Short version is: why, yes, you can pipe output from the shell, like any other program.

From there, you can use whatever you like, like, say

$ bash | sed "$(echo -e "s@dog@\e[31mdog\e[0m@g; s@more here@more here@g;")"

Thought I'd add my 'rainbow'. Enjoy:

for((b=0;$b<8;b++)); do echo -ne "\e[4${b}m4$b : "; \
  for((f=0;$f<8;f++)); do echo -ne "\e[3${f}m3${f}"; done; echo -e "\e[0m"; done

I'm still looking for a linux terminal emulator with this feature, but for those reading this who are on macOS X:

  • Get iTerm2 (you'll want this anyway if you're doing lots of command line work on OS X), go to "Settings > Profiles > Advanced" and then click "Edit" under "Triggers". There you can add a trigger with a regular expression like ^.*\[ERROR\].*$ and set the action to "Highlight text" and the parameter to something like "Red foreground".
  • This is exactly what I'm looking for but on Linux. :/ – DGM Dec 5 '16 at 13:35

I do not have a solution but I have thought about how this kind of program should function. What you are asking is not straightforward.

For example, assume your regular expression is simple "flower". 1. If the terminal output is "f" "lower" we should perform the coloring. Or using an editor we first type "lower" and then go to the beginning of the word and type "f". 2. If the terminal output is "flower" we should cancel the already performed coloring. 3. If the output is slow, say five second delay between all the characters in "flower", we should not annoyingly stop the output, and should be able to immediately perform the coloring.

Either the functionality should be very tightly coupled with the terminal program (like you suggest), checking if any of the specified regular expressions matches the current line and then do the coloring. Or to make it more useful, we could use a program (little bit like /usr/bin/script) that acts like terminal device and keeps track of the screen output, for which it needs to know the terminal behavior very well; in this case we should also be able to redisplay the characters with different color (perform coloring and cancel already performed coloring).

You provide nice little programming idea...


I'm pretty sure KDE Konsole (at least the KDE3 version) could do this, however I don't see the support in KDE4.

You can do something with grep like this:

grep -C 99999 --color <whatever>

This should highlight matches but have so much context as to be the whole file.


There are probably better solutions than this, but you may be able to work something simple out with expect: http://expect.nist.gov/. There are expect libraries available for many other programming/scripting languages if you would rather avoid TCL.

In general, TCL is used for automating interactive programs, but it is possible to make them interactive as well.

I'd give you some code to start with but I haven't used it in quite a while myself.
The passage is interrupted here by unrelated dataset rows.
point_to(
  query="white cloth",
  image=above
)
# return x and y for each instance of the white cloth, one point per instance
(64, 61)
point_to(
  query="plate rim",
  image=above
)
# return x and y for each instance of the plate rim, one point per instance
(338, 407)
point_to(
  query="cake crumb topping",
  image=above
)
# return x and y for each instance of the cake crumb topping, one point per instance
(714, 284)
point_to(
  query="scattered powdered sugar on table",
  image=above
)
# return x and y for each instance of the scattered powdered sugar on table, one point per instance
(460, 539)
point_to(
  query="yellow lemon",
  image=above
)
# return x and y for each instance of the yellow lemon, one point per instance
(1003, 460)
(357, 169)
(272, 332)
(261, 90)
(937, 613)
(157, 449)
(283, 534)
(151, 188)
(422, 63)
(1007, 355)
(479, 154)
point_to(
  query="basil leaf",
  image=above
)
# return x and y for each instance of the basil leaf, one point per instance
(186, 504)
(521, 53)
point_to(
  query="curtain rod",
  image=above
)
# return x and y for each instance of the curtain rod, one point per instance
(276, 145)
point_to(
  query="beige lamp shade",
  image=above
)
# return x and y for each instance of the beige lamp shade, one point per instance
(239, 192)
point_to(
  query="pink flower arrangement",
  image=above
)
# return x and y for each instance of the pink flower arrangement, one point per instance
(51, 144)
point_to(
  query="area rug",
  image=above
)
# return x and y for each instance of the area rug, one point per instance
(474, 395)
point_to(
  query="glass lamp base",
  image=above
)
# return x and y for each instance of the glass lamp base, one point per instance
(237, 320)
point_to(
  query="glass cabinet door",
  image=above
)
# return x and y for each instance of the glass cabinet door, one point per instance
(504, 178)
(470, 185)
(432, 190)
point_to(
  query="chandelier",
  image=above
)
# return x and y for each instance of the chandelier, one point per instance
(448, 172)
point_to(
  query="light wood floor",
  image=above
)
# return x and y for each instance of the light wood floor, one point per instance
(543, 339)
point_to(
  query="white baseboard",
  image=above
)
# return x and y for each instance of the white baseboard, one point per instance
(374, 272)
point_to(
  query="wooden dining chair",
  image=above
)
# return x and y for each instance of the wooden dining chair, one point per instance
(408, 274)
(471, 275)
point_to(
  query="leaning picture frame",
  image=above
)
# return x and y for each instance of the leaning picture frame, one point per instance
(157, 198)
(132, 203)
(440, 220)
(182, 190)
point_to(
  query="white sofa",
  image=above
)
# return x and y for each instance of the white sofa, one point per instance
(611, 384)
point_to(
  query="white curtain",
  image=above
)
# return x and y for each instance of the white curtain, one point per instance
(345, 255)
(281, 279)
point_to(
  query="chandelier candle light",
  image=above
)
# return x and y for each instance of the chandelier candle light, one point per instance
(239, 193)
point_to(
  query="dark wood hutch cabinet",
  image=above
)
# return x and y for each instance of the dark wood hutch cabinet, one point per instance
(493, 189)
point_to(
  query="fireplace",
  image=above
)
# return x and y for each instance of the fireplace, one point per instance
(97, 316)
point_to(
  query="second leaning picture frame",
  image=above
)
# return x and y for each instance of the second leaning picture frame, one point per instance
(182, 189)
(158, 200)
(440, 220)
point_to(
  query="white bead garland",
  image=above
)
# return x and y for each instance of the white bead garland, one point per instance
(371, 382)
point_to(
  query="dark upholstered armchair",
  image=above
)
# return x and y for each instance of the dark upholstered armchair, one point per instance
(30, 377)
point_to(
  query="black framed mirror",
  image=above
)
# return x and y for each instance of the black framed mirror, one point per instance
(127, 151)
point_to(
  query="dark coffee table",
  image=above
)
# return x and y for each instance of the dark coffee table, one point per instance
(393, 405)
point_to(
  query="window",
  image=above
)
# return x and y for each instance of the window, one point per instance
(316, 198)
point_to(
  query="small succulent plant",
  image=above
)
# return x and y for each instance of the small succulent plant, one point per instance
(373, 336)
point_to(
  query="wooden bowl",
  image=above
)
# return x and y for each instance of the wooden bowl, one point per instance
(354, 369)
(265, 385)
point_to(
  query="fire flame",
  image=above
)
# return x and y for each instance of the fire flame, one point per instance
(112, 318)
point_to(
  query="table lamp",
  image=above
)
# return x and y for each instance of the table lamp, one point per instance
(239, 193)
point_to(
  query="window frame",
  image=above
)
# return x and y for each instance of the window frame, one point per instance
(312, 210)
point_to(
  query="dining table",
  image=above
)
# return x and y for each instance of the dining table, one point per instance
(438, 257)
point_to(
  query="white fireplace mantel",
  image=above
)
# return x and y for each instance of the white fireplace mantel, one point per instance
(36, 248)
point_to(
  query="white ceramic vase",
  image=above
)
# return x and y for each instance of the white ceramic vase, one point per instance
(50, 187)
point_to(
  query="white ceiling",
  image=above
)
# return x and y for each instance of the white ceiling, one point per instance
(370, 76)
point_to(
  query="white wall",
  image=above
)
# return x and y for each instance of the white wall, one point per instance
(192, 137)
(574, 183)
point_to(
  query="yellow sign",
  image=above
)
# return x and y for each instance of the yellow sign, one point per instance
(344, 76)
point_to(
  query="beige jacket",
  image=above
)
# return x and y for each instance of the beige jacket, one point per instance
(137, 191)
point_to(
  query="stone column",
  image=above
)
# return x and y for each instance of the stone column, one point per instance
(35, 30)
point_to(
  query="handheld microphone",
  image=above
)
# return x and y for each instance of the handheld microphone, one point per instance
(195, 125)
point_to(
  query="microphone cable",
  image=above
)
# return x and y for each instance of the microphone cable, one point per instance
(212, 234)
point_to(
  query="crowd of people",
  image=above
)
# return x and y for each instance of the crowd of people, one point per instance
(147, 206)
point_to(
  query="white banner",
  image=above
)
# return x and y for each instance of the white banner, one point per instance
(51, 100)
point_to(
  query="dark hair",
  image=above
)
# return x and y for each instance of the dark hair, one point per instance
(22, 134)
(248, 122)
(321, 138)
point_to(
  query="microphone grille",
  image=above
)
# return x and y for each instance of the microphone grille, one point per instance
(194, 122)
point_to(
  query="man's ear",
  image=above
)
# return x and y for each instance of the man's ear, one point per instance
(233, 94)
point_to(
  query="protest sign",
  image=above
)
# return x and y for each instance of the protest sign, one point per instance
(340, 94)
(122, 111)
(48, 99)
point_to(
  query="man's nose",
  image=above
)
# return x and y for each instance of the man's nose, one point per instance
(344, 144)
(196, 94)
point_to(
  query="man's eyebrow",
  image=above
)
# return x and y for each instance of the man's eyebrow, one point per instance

urxvt with the matcher plugin has this feature, for example if you want to change the foreground of strings that look like movie ip addresses (4x3 digits with dots in between) you can have the following in your .Xdefaults:

URxvt.perl-ext-common: default,matcher
URxvt.matcher.pattern.1: ([0-9]{1,3}[.]){3}([0-9]{1,3})
URxvt.matcher.rend.1: fg7

and it will make that happen. You will need to add more things to it but it works.